Jakarta – Menteri Hukum dan HAM Yasonna Laoly
menjelaskan diperlukannya revisi terhadap Undang-Undang Nomor 35 Tahun 2009
tentang Narkotika untuk mengoptimalkan penanganan peredaran dan penyalahgunaan
narkotika di Indonesia. Hal itu disampaikan Yasonna dalam Rapat Kerja bersama
Komisi III DPR RI, di Gedung Parlemen, Senayan, Jakarta, Kamis (31/3/2022).
Yasonna menyampaikan, narkotika merupakan zat atau
obat yang dapat bermanfaat di bidang pengobatan atau pelayanan kesehatan dan
pengembangan ilmu pengetahuan. Namun, jika digunakan tidak sesuai dengan
standar pengobatan maka narkotika dapat menimbulkan ketergantungan yang sangat
merugikan bagi tubuh manusia.
“Penyalahgunaan dan peredaran gelap narkotika dan
prekursor narkotika telah mengancam keberlangsungan hidup bangsa Indonesia,
terutama mengancam generasi muda,” kata Yasonna, membacakan surat penjelasan
Presiden atas RUU tentang perubahan kedua atas UU Nomor 35 Tahun 2009 tentang
Narkotika, di hadapan Komisi III DPR RI.
Guru Besar Ilmu Kriminologi di Perguruan Tinggi
Ilmu Kepolisian (PTIK) itu mengungkapkan, saat ini semakin meningkat jumlah
penyalahgunaan dan peredaran gelap narkotika dan prekursor narkotika. Dengan
mempertimbangkan kualitas dan kuantitas aparat penegak hukum, serta kapasitas
lembaga pemasyarakatan, Pemerintah mengutamakan penguatan pencegahan dalam
menangani penyalahgunaan dan peredaran gelap narkotika dan prekursor narkotika.

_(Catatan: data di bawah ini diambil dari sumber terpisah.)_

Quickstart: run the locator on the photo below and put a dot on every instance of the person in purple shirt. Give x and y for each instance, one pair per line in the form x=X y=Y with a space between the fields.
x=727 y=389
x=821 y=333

“Upaya pencegahan dilakukan secara integral dan
dinamis antara aparat penegak hukum dengan masyarakat,” ungkapnya.
Selain upaya penguatan pencegahan, kata Yasonna,
upaya pemberantasan penyalahgunaan dan peredaran gelap narkotika dan prekursor
narkotika juga diperkuat agar tujuan bernegara dalam melindungi segenap bangsa
Indonesia dan seluruh tumpah darah Indonesia dapat terlaksana dengan maksimal.
Upaya ini sangat diperlukan mengingat tren perkembangan penyalahgunaan
narkotika dan prekursor narkotika masih tinggi.

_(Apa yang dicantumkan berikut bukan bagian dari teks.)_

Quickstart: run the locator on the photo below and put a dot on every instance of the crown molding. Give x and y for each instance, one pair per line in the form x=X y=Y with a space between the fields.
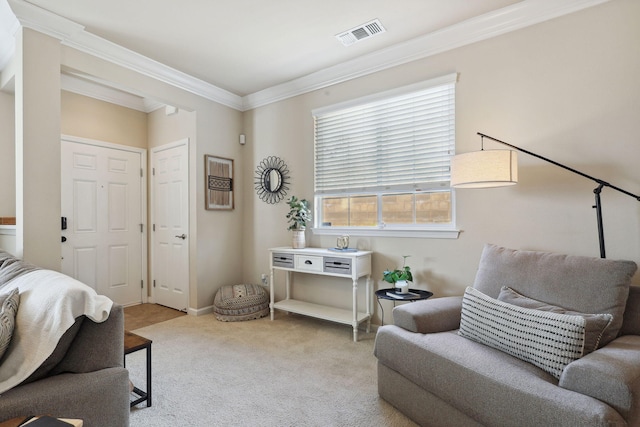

“Hal tersebut merupakan salah satu alasan untuk
melakukan revisi terhadap UU Nomor 35 Tahun 2009 tentang Narkotika,” ujar
Yasonna.
Di sisi lain, terdapat perkembangan kebutuhan
hukum masyarakat yang perlu menjadi perhatian, terkait dengan pengaturan
mengenai pecandu narkotika.
Undang-Undang nomor 35 Tahun 2009 tentang
Narkotika dalam pelaksanaannya belum memberikan konsepsi yang jelas tentang
pecandu narkotika, penyalahguna narkotika, dan korban penyalahgunaan narkotika.

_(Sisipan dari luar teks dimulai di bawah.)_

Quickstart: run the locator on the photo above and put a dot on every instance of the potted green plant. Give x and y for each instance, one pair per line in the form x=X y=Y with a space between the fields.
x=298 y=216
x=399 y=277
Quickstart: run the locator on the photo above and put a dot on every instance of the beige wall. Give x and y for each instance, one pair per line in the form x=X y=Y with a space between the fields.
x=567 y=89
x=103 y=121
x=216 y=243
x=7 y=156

Perlakuan yang sama antara pecandu narkotika,
penyalahguna narkotika, dan korban penyalahgunaan narkotika dengan bandar
ataupun pengedar narkotika, menimbulkan ketidakadilan dalam penanganannya.
“Seharusnya, penanganan terhadap pecandu
narkotika, penyalahguna narkotika, dan korban penyalahgunaan narkotika
difokuskan pada upaya rehabilitasi melalui mekanisme asesmen yang komprehensif
dan dapat dipertanggungjawabkan,” tutur Yasonna.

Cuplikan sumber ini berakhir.